Chapter 2: Biochemistry


What is the Hydrogen Line?

Dear Dr. SETI:
What is the hydrogen line, and why are radio or RF transmissions prohibited at this frequency? Thanks for any info.

Chris, Florida

The Doctor Responds:
The hydrogen line (1420.40575 MHz) is the precession frequency of neutral hydrogen atoms, the most abundant substance in space. It happens to fall in the quietest part of the radio spectrum, what's known as the Microwave Window. Although there may not seem to be a lot of loose hydrogen atoms about (there's perhaps one per cubic centimeter of interstellar space), the interstellar medium contains a lot of cubic centimeters. So these individual atoms chirping away at 1420 MHz make a powerful chorus, which is readily detected by even small radio telescopes.

Hydrogen line radiation was first detected by Harvard grad student Harold Ewen and his professor, Edward Purcell, in 1951. Their instrumentation, a simple waveguide horn antenna about a meter across driving a crude diode mixer, is now on display at the National Radio Astronomy Observatory (NRAO), Green Bank WV. It's also been memorialized in song.

Why is the hydrogen line protected spectrum? It's a great frequency for observing the structure of the universe, and some of the best and most detailed Milky Way radio maps have been made on the hydrogen line. It is probably the world's most popular radio astronomy frequency, and the International Telecommunications Union (ITU) has the good sense to protect it.

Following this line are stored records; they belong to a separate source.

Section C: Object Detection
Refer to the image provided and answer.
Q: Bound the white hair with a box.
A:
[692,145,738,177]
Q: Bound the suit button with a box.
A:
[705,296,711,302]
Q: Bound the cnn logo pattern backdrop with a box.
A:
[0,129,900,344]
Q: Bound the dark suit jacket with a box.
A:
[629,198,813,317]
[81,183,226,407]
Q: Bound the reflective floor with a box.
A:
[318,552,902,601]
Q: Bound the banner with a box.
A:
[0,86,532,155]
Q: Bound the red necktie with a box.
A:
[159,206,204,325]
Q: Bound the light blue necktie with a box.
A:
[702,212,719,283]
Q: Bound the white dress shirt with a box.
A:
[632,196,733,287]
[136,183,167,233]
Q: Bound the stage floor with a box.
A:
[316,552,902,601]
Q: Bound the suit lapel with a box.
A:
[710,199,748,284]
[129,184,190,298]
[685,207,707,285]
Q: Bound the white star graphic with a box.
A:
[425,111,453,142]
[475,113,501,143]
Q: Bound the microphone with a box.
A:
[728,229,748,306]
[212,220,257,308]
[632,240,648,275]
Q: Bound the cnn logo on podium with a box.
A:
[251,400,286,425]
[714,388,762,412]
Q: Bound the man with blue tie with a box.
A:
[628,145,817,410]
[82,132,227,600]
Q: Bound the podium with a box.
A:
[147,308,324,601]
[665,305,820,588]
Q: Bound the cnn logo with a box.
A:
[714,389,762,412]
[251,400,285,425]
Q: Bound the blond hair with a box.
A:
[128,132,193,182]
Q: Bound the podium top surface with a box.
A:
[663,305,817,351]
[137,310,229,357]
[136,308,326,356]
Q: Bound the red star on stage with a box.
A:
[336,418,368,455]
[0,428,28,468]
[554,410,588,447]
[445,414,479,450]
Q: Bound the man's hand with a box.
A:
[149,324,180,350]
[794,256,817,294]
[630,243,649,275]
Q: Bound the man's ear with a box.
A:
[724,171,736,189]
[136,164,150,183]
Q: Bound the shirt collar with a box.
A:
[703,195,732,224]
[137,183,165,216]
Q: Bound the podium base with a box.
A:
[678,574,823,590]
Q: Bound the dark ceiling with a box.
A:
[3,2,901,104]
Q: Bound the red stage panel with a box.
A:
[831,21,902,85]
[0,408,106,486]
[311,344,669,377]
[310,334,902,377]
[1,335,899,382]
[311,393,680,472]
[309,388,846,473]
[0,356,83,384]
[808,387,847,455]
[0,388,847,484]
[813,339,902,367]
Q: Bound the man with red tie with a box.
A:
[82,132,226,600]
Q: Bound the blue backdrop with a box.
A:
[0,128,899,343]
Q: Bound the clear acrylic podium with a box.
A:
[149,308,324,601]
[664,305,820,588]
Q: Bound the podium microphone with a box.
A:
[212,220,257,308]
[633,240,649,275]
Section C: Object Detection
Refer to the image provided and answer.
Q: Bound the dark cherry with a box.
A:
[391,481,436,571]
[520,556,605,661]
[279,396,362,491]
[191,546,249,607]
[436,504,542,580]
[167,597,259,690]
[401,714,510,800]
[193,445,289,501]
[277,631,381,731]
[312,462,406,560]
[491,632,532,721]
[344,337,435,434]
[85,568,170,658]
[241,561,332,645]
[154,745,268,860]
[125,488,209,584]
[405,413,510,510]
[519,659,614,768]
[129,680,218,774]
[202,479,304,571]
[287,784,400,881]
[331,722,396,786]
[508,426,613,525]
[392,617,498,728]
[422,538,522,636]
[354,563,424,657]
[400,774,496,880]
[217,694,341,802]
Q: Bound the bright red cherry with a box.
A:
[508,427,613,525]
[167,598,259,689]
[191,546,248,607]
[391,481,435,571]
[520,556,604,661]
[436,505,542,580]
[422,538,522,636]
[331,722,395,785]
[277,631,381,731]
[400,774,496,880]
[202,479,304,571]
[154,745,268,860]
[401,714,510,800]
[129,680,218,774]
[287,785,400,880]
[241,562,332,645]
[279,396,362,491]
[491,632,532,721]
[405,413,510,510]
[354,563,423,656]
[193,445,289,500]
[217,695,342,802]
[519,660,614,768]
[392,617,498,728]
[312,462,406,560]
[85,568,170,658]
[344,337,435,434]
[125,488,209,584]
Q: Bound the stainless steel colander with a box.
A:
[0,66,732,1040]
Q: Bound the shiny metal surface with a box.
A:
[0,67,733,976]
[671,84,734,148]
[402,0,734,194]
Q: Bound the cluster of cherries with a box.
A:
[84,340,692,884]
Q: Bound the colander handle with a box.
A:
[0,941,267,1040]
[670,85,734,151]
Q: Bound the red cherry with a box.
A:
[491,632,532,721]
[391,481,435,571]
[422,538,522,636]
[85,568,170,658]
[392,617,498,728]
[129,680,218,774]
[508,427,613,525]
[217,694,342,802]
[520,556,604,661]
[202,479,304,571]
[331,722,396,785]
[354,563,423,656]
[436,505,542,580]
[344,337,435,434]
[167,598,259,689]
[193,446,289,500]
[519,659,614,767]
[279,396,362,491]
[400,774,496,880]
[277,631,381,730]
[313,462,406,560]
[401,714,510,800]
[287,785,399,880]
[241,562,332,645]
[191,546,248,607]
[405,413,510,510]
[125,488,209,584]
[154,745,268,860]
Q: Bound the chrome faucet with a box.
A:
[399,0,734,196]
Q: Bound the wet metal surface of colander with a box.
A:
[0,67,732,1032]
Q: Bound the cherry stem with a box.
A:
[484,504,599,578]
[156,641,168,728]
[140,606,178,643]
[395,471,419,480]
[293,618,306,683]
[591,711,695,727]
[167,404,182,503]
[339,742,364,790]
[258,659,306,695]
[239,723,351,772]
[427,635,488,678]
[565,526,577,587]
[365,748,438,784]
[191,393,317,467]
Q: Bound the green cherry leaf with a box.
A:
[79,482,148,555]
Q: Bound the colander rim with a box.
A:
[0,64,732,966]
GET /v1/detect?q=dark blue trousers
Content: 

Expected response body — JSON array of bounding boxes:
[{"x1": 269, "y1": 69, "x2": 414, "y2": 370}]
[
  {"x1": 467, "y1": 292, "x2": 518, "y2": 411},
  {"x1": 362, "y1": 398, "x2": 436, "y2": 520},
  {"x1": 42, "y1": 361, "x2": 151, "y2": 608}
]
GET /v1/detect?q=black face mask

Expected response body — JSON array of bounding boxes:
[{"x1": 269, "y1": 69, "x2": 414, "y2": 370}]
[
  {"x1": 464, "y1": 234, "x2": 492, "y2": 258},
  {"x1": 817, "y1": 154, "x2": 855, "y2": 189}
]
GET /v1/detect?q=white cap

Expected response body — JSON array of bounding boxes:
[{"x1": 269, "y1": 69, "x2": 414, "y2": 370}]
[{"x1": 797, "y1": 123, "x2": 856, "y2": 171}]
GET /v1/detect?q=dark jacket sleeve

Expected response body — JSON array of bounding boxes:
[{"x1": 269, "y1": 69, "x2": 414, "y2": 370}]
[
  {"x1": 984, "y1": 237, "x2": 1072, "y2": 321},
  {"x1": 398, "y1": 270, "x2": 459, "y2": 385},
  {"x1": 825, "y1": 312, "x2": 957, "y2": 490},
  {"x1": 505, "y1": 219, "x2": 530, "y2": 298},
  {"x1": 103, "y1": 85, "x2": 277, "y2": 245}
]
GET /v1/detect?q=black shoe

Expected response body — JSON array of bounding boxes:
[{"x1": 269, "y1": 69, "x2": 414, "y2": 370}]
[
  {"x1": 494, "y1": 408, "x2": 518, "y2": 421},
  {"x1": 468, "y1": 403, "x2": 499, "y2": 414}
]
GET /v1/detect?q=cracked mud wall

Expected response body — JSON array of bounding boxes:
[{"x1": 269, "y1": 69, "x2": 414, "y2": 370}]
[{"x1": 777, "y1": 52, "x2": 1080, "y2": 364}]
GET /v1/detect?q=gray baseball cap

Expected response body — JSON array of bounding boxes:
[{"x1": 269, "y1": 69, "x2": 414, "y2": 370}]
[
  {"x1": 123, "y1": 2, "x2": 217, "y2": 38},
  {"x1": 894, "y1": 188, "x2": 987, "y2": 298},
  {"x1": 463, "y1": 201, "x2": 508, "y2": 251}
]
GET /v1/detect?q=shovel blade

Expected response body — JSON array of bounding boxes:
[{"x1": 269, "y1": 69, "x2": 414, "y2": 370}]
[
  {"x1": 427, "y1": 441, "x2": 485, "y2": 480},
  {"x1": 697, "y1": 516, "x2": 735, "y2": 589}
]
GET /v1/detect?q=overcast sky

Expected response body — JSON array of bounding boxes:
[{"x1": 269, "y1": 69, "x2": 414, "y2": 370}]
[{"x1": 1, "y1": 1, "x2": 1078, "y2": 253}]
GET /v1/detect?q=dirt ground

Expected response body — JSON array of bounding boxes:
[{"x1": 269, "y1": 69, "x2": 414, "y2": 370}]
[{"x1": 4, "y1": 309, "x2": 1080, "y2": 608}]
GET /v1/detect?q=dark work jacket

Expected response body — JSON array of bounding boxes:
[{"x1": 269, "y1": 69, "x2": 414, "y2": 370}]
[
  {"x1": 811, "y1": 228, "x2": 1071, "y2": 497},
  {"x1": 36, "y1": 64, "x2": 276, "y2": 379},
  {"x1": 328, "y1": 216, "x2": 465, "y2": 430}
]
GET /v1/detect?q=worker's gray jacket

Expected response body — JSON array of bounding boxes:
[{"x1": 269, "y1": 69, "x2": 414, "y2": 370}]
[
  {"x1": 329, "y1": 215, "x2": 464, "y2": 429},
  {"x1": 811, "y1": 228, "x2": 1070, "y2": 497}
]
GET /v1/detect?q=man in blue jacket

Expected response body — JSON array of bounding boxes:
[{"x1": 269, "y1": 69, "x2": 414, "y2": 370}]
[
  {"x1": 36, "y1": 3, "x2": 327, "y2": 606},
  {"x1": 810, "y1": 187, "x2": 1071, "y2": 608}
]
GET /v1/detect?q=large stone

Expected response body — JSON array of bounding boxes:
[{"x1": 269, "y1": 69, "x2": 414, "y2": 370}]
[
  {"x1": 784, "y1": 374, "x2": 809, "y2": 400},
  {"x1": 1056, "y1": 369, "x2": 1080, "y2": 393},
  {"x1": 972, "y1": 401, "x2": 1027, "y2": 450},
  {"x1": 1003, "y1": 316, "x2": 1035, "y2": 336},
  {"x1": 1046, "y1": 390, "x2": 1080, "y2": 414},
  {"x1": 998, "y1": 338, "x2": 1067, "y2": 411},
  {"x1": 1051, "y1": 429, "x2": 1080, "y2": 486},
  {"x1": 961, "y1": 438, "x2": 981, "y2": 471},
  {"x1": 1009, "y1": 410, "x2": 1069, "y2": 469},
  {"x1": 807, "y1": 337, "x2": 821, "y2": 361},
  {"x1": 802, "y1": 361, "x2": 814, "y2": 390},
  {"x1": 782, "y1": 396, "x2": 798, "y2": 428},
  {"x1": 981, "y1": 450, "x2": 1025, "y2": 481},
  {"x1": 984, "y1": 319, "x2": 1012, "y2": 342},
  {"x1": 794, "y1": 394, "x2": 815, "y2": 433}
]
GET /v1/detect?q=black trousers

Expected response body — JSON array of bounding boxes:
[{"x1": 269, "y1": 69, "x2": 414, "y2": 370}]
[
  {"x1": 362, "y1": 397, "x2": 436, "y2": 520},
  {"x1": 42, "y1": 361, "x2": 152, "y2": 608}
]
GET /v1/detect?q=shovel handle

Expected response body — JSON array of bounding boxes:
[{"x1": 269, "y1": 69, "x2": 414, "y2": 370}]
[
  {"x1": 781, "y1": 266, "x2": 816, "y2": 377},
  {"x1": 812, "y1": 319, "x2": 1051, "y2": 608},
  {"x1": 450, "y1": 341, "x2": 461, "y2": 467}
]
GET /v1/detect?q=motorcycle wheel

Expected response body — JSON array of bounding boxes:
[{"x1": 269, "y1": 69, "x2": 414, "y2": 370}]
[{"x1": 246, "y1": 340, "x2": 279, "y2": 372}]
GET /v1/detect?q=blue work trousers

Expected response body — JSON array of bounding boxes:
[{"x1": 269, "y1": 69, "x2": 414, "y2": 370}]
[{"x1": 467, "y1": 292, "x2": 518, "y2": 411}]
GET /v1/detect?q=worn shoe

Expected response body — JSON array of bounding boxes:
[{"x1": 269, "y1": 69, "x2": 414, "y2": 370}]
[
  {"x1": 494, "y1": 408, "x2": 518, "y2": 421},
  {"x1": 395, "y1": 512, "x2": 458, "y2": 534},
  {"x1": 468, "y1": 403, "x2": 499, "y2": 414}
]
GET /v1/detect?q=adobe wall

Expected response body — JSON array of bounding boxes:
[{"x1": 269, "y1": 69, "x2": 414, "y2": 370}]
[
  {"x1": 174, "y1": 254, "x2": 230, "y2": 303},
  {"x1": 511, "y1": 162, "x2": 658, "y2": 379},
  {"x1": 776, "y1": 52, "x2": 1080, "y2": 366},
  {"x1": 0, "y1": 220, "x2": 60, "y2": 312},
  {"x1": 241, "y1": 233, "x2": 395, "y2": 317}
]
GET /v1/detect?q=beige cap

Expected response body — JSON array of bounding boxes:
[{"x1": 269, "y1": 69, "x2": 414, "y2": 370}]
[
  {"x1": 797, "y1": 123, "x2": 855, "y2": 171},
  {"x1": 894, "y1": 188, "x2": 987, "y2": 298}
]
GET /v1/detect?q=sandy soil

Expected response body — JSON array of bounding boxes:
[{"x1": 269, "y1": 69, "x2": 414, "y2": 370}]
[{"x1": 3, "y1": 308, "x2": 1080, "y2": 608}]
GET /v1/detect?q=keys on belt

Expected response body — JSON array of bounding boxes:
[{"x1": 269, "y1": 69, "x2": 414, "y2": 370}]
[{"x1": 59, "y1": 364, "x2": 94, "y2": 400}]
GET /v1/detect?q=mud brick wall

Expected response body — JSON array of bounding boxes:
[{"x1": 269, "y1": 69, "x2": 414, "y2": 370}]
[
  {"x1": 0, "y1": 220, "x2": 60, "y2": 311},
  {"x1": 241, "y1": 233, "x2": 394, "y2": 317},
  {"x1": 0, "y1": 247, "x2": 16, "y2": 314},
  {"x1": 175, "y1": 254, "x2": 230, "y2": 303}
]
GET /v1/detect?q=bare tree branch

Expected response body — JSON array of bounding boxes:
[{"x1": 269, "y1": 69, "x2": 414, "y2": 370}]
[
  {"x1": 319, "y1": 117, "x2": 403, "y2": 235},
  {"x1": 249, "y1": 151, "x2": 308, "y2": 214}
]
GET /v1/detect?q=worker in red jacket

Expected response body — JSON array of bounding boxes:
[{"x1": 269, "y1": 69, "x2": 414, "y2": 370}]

In 1959 two scholars (Philip Morrison at Cornell University and Frank Drake at NRAO) independently recognized that the hydrogen line would be a likely frequency for interstellar beacons. They reasoned that more advanced civilizations would reason that young civilizations (like ours) might already be listening there. Based upon that circular reasoning, Morrison went on to co-author the world's first modern SETI article ("Searching for Interstellar Communications," Nature 184(4690):844-846, September 19, 1959), and Drake conducted a the first modern SETI study, "Project Ozma," a hydrogen line search of two nearby Sun-like stars for possible artificial signals.

Over the past forty years, about three dozen other hydrogen line searches have been conducted. It was on the hydrogen line that in 1977 the Big Ear radio telescope at the Ohio State Radio Observatory detected the so-called "Wow!" signal, the most promising, intriguing and beguiling SETI candidate signal to date. The "Wow!" is also the best known SETI signal, having been featured in the "X-files." After about 100 follow-up attempts over a twenty year period, that signal has never repeated and remains unexplaned.